Sep 13, 2006

Just because you're paranoid ...

Jonah Goldberg looks at "the seditious dementia of conspiracy theories," including the "Loose Change" theory and the notion that Bush & Co. blew up the levees in New Orleans.
The metaphysical, ontological stupidity of all this defies rational rebuttal. It would be like proving I didn’t have unicorn for dinner in late December of 1987.

Here’s a question: How is a president willing — and able! — to bring down the World Trade Center, murdering nearly 3,000 Americans without inspiring a single whistle-blower or attracting a solitary eyewitness, somehow morally or logistically incapable of planting some exculpatory WMDs in Iraq?

As for Spike & Co., what took Bush so long? Why wait for a hurricane?

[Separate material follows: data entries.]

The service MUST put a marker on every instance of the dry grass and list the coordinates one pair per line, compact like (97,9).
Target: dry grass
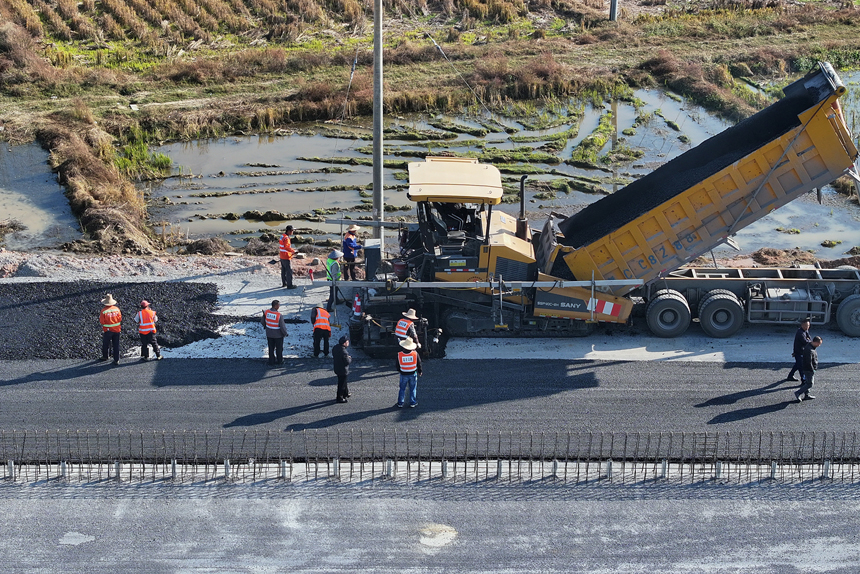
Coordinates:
(25,16)
(271,80)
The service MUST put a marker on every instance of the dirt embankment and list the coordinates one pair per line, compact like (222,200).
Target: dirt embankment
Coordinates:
(96,108)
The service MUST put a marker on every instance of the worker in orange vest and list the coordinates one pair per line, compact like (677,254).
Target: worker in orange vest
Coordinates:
(111,322)
(321,320)
(286,252)
(276,330)
(409,366)
(405,328)
(146,320)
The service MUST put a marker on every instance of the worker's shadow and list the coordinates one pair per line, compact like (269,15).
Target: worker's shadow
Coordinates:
(750,412)
(349,418)
(732,398)
(66,374)
(742,414)
(271,416)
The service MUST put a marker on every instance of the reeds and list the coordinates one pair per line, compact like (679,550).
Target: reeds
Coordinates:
(68,9)
(26,16)
(58,26)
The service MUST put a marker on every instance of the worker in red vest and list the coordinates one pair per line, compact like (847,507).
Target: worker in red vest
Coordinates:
(146,320)
(321,320)
(286,252)
(276,330)
(409,366)
(111,322)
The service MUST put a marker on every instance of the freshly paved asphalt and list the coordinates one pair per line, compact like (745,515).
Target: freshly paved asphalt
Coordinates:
(704,527)
(246,530)
(540,396)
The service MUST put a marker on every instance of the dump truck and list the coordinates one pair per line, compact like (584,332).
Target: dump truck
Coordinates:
(470,269)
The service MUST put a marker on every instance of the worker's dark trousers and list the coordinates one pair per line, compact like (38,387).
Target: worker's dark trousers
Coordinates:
(798,366)
(146,340)
(110,339)
(321,335)
(276,349)
(349,274)
(286,273)
(342,388)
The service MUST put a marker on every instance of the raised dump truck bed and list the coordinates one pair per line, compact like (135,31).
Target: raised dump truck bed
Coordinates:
(696,201)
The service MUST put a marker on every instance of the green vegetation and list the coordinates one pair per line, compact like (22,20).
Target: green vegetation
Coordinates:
(166,70)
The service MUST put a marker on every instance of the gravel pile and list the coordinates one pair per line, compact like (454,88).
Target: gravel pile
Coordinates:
(60,320)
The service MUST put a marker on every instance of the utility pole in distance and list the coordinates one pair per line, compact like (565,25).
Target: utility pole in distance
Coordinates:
(378,199)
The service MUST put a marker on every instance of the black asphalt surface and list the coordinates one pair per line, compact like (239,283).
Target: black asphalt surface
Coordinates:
(60,320)
(455,395)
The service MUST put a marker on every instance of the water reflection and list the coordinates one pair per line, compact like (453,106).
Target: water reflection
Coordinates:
(29,193)
(298,176)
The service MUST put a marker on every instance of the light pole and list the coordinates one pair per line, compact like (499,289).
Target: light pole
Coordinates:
(378,201)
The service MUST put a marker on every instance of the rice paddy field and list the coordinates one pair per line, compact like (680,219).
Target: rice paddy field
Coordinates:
(165,120)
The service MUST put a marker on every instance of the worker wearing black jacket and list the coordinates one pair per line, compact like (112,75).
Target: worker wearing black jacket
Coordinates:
(801,339)
(342,359)
(810,365)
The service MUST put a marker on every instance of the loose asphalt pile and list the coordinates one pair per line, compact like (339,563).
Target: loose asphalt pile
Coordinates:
(50,320)
(614,211)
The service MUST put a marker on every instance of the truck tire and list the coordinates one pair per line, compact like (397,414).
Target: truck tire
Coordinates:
(848,316)
(708,295)
(668,314)
(721,315)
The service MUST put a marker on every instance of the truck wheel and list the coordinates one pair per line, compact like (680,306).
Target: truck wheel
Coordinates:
(710,294)
(848,316)
(721,315)
(668,314)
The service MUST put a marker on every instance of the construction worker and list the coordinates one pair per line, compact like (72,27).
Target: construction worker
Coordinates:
(146,320)
(286,252)
(351,247)
(409,366)
(332,273)
(321,320)
(276,330)
(111,321)
(405,327)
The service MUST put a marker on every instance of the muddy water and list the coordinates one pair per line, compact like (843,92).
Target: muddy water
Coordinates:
(226,176)
(235,175)
(29,193)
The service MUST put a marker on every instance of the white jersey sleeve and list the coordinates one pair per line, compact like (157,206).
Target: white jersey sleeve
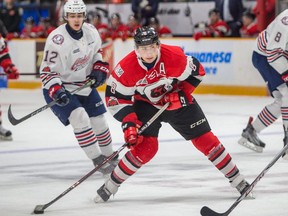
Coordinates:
(273,43)
(68,61)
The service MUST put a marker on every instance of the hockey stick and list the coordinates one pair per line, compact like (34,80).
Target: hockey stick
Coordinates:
(21,74)
(39,209)
(15,121)
(206,211)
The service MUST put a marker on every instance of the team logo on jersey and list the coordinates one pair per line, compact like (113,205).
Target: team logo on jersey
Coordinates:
(58,39)
(118,70)
(80,63)
(76,51)
(46,69)
(191,64)
(284,20)
(112,101)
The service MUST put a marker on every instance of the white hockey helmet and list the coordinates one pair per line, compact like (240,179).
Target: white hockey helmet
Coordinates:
(74,6)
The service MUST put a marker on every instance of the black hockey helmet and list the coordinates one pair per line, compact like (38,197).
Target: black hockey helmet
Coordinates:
(146,35)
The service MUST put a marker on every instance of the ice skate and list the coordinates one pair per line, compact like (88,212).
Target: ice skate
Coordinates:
(285,140)
(241,185)
(5,134)
(105,191)
(107,168)
(250,139)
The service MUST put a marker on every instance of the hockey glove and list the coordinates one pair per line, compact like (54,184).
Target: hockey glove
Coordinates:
(10,69)
(176,99)
(285,77)
(99,73)
(130,126)
(58,94)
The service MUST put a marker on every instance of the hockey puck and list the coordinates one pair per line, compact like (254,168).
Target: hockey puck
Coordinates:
(39,209)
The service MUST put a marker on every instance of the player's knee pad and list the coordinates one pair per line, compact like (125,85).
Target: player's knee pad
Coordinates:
(146,150)
(99,124)
(206,142)
(79,119)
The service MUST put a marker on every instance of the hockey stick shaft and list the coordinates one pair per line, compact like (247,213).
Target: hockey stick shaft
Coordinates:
(39,209)
(206,211)
(21,74)
(15,121)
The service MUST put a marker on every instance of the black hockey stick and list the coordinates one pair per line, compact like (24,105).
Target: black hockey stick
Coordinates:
(39,209)
(21,74)
(206,211)
(15,121)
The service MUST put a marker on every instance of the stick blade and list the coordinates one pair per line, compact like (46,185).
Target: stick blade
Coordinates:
(11,118)
(39,209)
(206,211)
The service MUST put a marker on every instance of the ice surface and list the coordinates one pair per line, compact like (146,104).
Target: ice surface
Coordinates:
(44,159)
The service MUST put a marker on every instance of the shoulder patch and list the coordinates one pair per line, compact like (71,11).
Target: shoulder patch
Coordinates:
(284,20)
(118,70)
(58,39)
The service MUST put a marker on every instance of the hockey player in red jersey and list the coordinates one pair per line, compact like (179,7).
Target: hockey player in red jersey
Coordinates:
(138,87)
(12,73)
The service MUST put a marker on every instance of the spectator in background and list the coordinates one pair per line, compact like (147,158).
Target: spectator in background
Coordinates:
(60,21)
(95,19)
(162,30)
(3,30)
(45,27)
(145,9)
(132,25)
(12,73)
(30,30)
(231,12)
(216,28)
(117,29)
(11,17)
(265,13)
(249,28)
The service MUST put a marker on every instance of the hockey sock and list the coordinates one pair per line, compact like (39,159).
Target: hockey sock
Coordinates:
(223,162)
(88,142)
(127,166)
(266,117)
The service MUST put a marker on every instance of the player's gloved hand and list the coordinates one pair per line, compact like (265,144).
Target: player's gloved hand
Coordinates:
(285,77)
(202,34)
(197,36)
(99,73)
(176,100)
(58,94)
(130,126)
(12,71)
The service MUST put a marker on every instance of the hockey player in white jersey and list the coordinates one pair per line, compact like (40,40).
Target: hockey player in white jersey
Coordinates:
(12,73)
(72,56)
(270,58)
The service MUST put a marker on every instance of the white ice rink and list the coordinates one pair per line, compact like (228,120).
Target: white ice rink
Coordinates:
(44,159)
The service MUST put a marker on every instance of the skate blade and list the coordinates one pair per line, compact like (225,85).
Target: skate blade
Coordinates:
(5,138)
(244,142)
(250,196)
(98,199)
(285,156)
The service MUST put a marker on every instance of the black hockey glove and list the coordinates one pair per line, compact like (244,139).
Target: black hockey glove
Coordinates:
(58,94)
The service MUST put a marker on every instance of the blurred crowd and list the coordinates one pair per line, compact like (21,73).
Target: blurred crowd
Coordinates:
(228,18)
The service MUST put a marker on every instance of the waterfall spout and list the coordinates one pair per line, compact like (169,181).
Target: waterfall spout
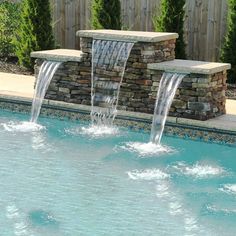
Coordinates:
(46,72)
(165,95)
(109,60)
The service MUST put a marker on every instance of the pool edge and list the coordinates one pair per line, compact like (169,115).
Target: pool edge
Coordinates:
(183,128)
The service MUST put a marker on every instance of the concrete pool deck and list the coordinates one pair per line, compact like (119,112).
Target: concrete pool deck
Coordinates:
(21,88)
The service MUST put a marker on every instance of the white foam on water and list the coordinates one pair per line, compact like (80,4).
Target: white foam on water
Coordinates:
(175,208)
(148,174)
(147,149)
(162,190)
(229,189)
(216,210)
(24,127)
(95,131)
(21,227)
(190,223)
(199,170)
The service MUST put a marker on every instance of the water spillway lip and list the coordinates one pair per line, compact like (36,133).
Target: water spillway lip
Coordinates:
(118,40)
(134,36)
(189,66)
(59,55)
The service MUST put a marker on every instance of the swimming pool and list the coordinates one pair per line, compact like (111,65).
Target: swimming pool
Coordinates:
(57,180)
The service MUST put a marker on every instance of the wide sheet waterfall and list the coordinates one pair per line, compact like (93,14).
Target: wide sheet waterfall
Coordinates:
(109,60)
(165,95)
(46,72)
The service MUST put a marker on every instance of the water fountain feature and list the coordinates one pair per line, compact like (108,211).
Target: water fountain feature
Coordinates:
(165,95)
(109,60)
(46,72)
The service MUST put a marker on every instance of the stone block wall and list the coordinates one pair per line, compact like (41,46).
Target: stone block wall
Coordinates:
(199,96)
(72,81)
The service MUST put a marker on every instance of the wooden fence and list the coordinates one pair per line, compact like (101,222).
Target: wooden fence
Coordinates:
(205,23)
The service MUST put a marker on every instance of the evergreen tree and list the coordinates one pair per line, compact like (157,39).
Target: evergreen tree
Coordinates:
(228,52)
(171,19)
(106,14)
(35,30)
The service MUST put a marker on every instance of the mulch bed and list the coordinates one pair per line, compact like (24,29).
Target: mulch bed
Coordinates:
(11,66)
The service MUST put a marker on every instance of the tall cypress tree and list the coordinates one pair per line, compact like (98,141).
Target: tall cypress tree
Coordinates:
(228,52)
(106,14)
(35,30)
(171,19)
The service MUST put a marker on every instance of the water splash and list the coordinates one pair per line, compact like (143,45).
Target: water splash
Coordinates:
(24,127)
(199,170)
(109,60)
(96,131)
(147,149)
(165,95)
(46,72)
(148,174)
(229,189)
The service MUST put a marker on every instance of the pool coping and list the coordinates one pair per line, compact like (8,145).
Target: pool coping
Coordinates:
(126,116)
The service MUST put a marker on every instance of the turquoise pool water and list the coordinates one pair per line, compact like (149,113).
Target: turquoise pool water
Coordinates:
(59,181)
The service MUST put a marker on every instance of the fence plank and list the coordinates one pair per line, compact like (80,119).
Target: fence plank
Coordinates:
(205,23)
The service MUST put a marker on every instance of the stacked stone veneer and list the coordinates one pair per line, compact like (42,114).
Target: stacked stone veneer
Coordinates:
(72,81)
(199,96)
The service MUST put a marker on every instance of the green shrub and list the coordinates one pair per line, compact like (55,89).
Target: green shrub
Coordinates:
(9,21)
(171,19)
(35,30)
(228,52)
(106,14)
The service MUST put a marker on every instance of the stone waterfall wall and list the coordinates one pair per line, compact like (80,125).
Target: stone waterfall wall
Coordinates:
(72,81)
(198,97)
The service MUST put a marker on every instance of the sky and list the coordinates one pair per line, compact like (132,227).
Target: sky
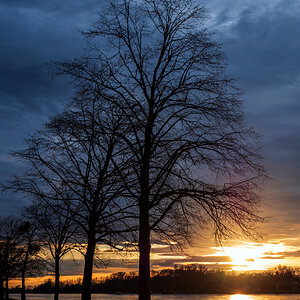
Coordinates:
(262,44)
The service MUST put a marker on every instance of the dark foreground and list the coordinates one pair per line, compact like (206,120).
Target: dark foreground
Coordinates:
(167,297)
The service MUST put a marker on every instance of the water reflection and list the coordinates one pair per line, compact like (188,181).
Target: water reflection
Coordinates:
(240,297)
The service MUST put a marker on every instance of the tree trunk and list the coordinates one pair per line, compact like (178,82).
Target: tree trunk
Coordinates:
(56,284)
(144,249)
(6,289)
(23,295)
(88,268)
(1,289)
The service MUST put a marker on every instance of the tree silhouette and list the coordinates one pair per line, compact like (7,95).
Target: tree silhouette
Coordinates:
(31,263)
(9,252)
(57,230)
(77,160)
(194,159)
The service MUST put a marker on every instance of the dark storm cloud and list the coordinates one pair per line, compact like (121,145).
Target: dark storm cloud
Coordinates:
(261,41)
(32,34)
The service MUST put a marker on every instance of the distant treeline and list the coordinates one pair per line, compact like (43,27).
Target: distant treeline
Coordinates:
(190,279)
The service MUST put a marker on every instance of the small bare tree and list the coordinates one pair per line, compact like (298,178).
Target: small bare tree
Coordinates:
(77,160)
(193,157)
(57,230)
(31,263)
(9,251)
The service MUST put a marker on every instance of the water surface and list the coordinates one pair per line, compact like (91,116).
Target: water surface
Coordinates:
(164,297)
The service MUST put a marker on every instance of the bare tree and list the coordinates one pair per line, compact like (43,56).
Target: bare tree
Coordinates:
(77,160)
(194,158)
(57,231)
(9,251)
(31,263)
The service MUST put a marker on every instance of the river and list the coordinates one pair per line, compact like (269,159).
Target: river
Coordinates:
(164,297)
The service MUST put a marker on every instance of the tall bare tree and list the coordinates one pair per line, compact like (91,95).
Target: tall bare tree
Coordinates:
(9,251)
(77,160)
(31,263)
(194,158)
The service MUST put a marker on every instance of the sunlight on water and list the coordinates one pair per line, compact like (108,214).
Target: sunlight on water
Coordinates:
(162,297)
(240,297)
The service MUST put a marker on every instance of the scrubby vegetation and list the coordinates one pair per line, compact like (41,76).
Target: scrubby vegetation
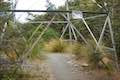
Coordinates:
(16,40)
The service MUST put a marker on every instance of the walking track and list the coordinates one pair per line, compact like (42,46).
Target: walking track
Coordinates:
(62,69)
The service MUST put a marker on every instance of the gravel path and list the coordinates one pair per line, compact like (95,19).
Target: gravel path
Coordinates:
(63,69)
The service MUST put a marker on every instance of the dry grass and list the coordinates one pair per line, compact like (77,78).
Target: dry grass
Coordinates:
(56,45)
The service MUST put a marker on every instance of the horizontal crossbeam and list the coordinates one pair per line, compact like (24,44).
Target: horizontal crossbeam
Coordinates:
(51,11)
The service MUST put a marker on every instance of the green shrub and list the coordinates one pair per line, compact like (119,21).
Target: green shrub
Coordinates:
(56,45)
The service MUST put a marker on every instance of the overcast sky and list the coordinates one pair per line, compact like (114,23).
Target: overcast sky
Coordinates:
(34,4)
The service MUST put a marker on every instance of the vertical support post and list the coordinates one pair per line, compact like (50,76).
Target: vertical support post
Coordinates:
(102,34)
(3,31)
(113,43)
(39,37)
(64,31)
(68,17)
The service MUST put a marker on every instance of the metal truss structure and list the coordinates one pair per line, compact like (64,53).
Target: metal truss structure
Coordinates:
(73,31)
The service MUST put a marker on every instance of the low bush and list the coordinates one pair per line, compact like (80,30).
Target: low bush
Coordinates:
(56,45)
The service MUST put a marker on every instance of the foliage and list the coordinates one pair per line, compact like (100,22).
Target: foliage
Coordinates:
(56,45)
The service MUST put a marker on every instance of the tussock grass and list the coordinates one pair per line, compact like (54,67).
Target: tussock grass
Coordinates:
(56,45)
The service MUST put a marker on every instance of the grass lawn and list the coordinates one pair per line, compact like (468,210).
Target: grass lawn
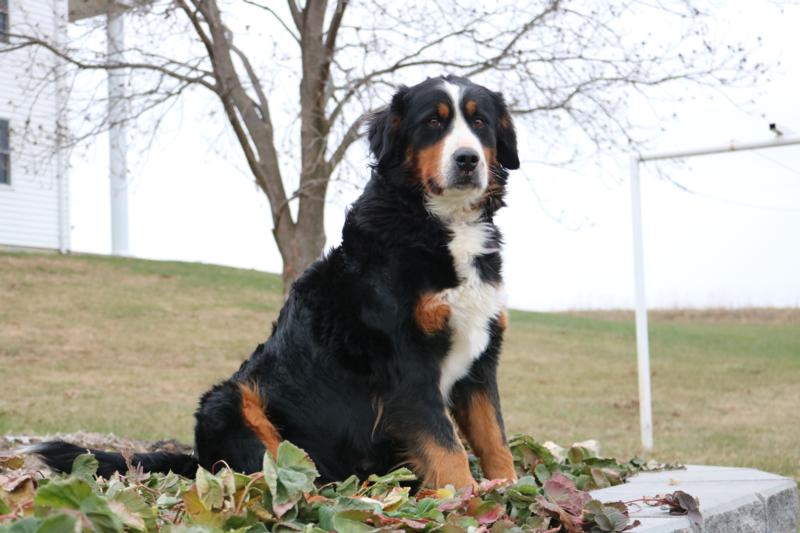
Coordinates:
(127,346)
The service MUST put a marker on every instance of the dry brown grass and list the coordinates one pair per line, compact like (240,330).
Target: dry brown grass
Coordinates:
(127,346)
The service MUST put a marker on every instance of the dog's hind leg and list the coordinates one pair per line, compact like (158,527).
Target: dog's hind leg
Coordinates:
(232,428)
(417,418)
(476,408)
(254,414)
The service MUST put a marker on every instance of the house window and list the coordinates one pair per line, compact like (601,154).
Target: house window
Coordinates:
(5,154)
(4,21)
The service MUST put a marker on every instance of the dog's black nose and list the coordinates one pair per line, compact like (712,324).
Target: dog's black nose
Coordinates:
(466,159)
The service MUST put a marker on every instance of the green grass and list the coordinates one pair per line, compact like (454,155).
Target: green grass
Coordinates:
(127,346)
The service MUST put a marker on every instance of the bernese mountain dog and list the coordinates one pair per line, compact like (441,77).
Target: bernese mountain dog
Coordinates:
(388,346)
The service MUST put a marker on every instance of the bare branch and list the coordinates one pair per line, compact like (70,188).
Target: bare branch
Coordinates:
(276,17)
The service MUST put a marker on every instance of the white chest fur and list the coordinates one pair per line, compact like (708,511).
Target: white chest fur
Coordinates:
(473,304)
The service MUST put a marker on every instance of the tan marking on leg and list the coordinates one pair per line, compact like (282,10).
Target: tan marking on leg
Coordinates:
(431,313)
(255,417)
(502,320)
(483,433)
(439,466)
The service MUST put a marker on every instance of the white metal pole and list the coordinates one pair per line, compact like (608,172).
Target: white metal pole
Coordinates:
(117,136)
(61,14)
(642,342)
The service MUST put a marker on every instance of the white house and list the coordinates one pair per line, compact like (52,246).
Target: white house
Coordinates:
(34,182)
(33,179)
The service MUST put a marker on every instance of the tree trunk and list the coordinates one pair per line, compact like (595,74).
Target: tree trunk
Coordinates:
(299,246)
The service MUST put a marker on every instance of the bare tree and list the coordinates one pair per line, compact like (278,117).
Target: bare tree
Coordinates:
(566,67)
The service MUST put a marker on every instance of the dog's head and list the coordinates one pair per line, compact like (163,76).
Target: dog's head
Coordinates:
(451,137)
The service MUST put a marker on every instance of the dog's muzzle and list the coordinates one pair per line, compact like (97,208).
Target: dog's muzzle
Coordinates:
(464,171)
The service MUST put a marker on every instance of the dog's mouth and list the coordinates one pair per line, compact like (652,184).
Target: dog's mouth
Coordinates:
(463,180)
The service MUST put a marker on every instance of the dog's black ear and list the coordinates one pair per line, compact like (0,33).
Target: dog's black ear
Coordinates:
(383,128)
(506,136)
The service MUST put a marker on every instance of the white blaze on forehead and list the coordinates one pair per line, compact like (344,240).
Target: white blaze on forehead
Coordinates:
(461,136)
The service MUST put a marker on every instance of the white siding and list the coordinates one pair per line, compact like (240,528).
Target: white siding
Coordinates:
(29,206)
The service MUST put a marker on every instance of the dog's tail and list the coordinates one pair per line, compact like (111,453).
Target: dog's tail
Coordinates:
(59,456)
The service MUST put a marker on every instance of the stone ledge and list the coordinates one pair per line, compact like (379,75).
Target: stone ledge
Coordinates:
(732,500)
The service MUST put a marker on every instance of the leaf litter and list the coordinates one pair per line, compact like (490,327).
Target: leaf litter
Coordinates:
(550,496)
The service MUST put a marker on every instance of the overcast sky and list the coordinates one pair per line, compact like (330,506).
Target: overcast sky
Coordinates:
(734,240)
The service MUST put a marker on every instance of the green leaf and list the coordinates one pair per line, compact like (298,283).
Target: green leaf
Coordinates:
(58,523)
(394,477)
(133,510)
(209,489)
(352,521)
(85,466)
(100,515)
(63,493)
(26,525)
(290,456)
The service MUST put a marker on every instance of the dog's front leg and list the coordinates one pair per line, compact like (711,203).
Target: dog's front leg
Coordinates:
(418,419)
(475,404)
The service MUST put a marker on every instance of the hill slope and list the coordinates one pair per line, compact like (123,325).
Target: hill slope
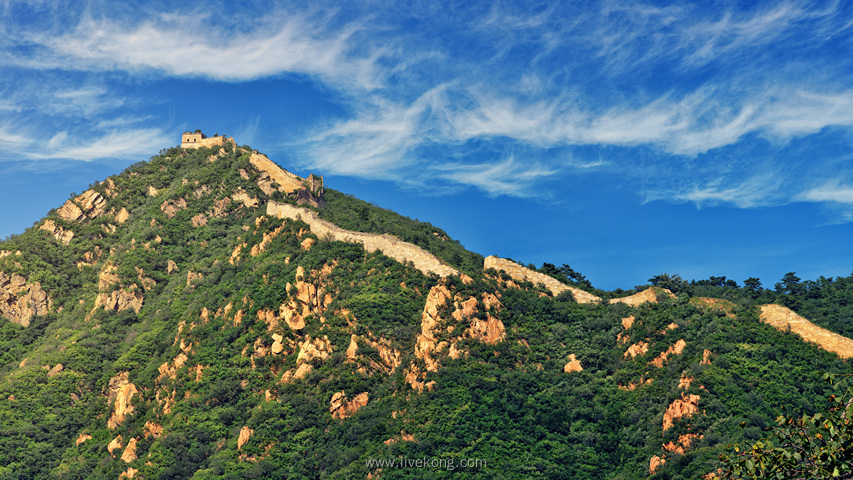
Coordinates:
(186,320)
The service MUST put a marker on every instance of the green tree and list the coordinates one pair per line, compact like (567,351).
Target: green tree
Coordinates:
(673,283)
(810,446)
(752,285)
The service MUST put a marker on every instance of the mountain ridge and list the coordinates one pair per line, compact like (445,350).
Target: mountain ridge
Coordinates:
(190,331)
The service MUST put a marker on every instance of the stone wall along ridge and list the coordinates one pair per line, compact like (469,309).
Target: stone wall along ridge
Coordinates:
(390,246)
(783,318)
(517,272)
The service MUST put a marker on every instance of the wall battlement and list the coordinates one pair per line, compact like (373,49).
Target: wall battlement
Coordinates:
(390,246)
(198,140)
(521,274)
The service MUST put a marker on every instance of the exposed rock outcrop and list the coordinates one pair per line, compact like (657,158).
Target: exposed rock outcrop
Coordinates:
(129,474)
(55,370)
(309,298)
(171,207)
(114,445)
(309,350)
(675,349)
(89,204)
(391,246)
(199,220)
(129,453)
(340,408)
(245,435)
(639,348)
(574,365)
(522,274)
(122,215)
(439,335)
(60,234)
(122,392)
(685,406)
(783,318)
(20,301)
(654,463)
(123,298)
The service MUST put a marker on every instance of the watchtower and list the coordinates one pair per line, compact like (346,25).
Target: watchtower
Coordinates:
(192,139)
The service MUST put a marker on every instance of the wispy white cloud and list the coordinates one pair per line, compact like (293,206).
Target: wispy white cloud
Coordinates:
(496,96)
(758,191)
(29,144)
(185,44)
(832,191)
(511,176)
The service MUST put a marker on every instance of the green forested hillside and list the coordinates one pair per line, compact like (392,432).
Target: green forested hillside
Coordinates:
(240,345)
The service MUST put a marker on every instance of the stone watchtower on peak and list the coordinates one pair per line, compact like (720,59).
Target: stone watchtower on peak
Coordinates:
(197,140)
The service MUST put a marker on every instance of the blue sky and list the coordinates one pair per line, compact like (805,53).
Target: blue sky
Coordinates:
(625,139)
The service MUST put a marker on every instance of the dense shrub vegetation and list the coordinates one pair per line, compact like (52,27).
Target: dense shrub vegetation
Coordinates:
(509,405)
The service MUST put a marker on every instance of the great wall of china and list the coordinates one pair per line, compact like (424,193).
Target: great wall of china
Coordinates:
(517,272)
(391,246)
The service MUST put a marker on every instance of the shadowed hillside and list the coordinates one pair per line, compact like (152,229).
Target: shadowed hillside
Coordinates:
(193,317)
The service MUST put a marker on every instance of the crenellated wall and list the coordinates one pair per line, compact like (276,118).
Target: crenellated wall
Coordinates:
(198,140)
(387,244)
(521,274)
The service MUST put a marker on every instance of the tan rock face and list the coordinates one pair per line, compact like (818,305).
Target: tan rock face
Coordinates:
(71,212)
(310,349)
(639,348)
(309,298)
(171,207)
(574,365)
(245,435)
(92,203)
(20,301)
(129,454)
(655,463)
(783,318)
(114,445)
(685,406)
(220,207)
(153,429)
(170,370)
(672,350)
(247,200)
(199,220)
(117,300)
(652,295)
(437,334)
(59,233)
(122,215)
(193,276)
(122,391)
(55,370)
(89,204)
(340,408)
(129,473)
(683,443)
(522,274)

Oh, how he must have yearned, his men and equipment long in place, to cleanse America of the Big Easy. Oh joyous St. Katrina’s Day! And yet, Bush failed to plan for the aftermath in a way that wouldn’t defenestrate his poll numbers.

Stupidity isn’t the right word for these dark imaginings, because some of these conspiracy theorists are very smart people. Nor is it fair to say they are all left-wingers. Indeed, two prominent 9/11 conspiracy theorists — Morgan Reynolds and Paul Craig Roberts — worked in Republican administrations and have strong conservative credentials. And let us not forget that in the 1990s, sweaty fingers pointed right-to-left. Under Clinton, it was the United Nations — with its satellite office at the Rose Law Firm — that imposed order with its fleet of black helicopters.
It's my belief that anyone who's ever tried to throw a surprise party should understand how impossible it is to keep a secret. But people go in for them because they want to believe. And, really, there's no point in arguing with them as these clips showing the Loose Changers arguing their case with editors of Popular Mechanics. They expect that every question about a huge calamity such as the collapse of the twin towers have an answer; there can be no gaps in our understanding and everything must be tied up in a neat little bow. If you present contradictory evidence you're lying. If your eyewitness disputes their eyewitness then yours is a government plant. You just can't win.

Having said all that, I've decided to start my own conspiracy theory: I believe the Syrians were behind the attack on the US Embassy in Syria. I've got no proof, just a huge mistrust of the Syrians and a feeling that something's not right. Readers can take it from here.